Causal Modeling of Cancer-Stromal Communication Identifies PAPPA as a Novel Stroma-Secreted Factor Activating NFκB Signaling in Hepatocellular Carcinoma.

  • Julia C Engelmann,
  • Thomas Amann,
  • Birgitta Ott-Rötzer,
  • Margit Nützel,
  • Yvonne Reinders,
  • Jörg Reinders,
  • Wolfgang E Thasler,
  • Theresa Kristl,
  • Andreas Teufel,
  • Christian G Huber,
  • Peter J Oefner,
  • Rainer Spang,
  • Claus Hellerbrand

DOI
https://doi.org/10.1371/journal.pcbi.1004293
Journal volume & issue
Vol. 11, no. 5
p. e1004293

Abstract

Read online

Inter-cellular communication with stromal cells is vital for cancer cells. Molecules involved in the communication are potential drug targets. To identify them systematically, we applied a systems level analysis that combined reverse network engineering with causal effect estimation. Using only observational transcriptome profiles we searched for paracrine factors sending messages from activated hepatic stellate cells (HSC) to hepatocellular carcinoma (HCC) cells. We condensed these messages to predict ten proteins that, acting in concert, cause the majority of the gene expression changes observed in HCC cells.
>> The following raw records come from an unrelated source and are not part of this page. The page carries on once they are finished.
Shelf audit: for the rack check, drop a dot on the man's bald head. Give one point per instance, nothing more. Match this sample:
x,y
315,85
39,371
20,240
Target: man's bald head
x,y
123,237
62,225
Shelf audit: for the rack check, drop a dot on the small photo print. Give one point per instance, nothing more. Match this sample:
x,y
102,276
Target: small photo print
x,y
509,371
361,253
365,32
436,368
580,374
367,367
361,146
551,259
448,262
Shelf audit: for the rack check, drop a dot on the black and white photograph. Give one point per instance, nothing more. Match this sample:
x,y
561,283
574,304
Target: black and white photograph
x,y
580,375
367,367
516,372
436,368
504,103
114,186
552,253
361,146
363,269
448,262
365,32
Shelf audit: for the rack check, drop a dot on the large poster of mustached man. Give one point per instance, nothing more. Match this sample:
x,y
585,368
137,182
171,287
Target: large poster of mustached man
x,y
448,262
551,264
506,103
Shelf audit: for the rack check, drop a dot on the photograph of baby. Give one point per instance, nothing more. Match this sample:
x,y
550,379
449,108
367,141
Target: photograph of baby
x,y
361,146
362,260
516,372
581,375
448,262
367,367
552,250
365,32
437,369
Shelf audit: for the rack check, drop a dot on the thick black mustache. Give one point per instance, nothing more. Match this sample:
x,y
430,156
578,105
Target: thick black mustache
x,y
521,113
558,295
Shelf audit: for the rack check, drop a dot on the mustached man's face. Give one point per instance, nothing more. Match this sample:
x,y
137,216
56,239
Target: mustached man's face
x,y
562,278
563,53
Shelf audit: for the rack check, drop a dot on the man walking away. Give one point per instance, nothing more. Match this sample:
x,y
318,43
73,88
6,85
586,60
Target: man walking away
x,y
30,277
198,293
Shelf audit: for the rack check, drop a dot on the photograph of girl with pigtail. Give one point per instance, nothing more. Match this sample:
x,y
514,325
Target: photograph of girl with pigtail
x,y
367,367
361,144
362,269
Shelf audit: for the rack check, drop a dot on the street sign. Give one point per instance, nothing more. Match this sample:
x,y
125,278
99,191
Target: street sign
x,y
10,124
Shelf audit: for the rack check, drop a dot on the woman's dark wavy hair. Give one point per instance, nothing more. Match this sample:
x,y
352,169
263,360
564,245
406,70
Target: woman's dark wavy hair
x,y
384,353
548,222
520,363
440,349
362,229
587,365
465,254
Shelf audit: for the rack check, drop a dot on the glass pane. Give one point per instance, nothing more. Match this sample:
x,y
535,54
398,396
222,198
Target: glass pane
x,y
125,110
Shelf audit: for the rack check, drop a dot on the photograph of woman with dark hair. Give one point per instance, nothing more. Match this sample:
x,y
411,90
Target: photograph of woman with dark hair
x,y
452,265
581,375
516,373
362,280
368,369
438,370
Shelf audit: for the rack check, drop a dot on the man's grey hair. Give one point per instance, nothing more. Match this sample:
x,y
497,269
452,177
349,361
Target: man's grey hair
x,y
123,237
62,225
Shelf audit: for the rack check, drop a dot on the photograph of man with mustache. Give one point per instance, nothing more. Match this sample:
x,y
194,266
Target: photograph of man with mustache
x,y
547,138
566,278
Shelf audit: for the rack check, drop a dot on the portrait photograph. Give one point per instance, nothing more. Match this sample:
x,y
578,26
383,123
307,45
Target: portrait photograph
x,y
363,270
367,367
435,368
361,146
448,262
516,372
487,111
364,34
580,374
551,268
Among the 10 paracrine factors were both known and unknown cancer promoting stromal factors, the former including Placental Growth Factor (PGF) and Periostin (POSTN), while Pregnancy-Associated Plasma Protein A (PAPPA) was among the latter. Further support for the predicted effect of PAPPA on HCC cells came from both in vitro studies that showed PAPPA to contribute to the activation of NFκB signaling, and clinical data, which linked higher expression levels of PAPPA to advanced stage HCC. In summary, this study demonstrates the potential of causal modeling in combination with a condensation step borrowed from gene set analysis [Model-based Gene Set Analysis (MGSA)] in the identification of stromal signaling molecules influencing the cancer phenotype.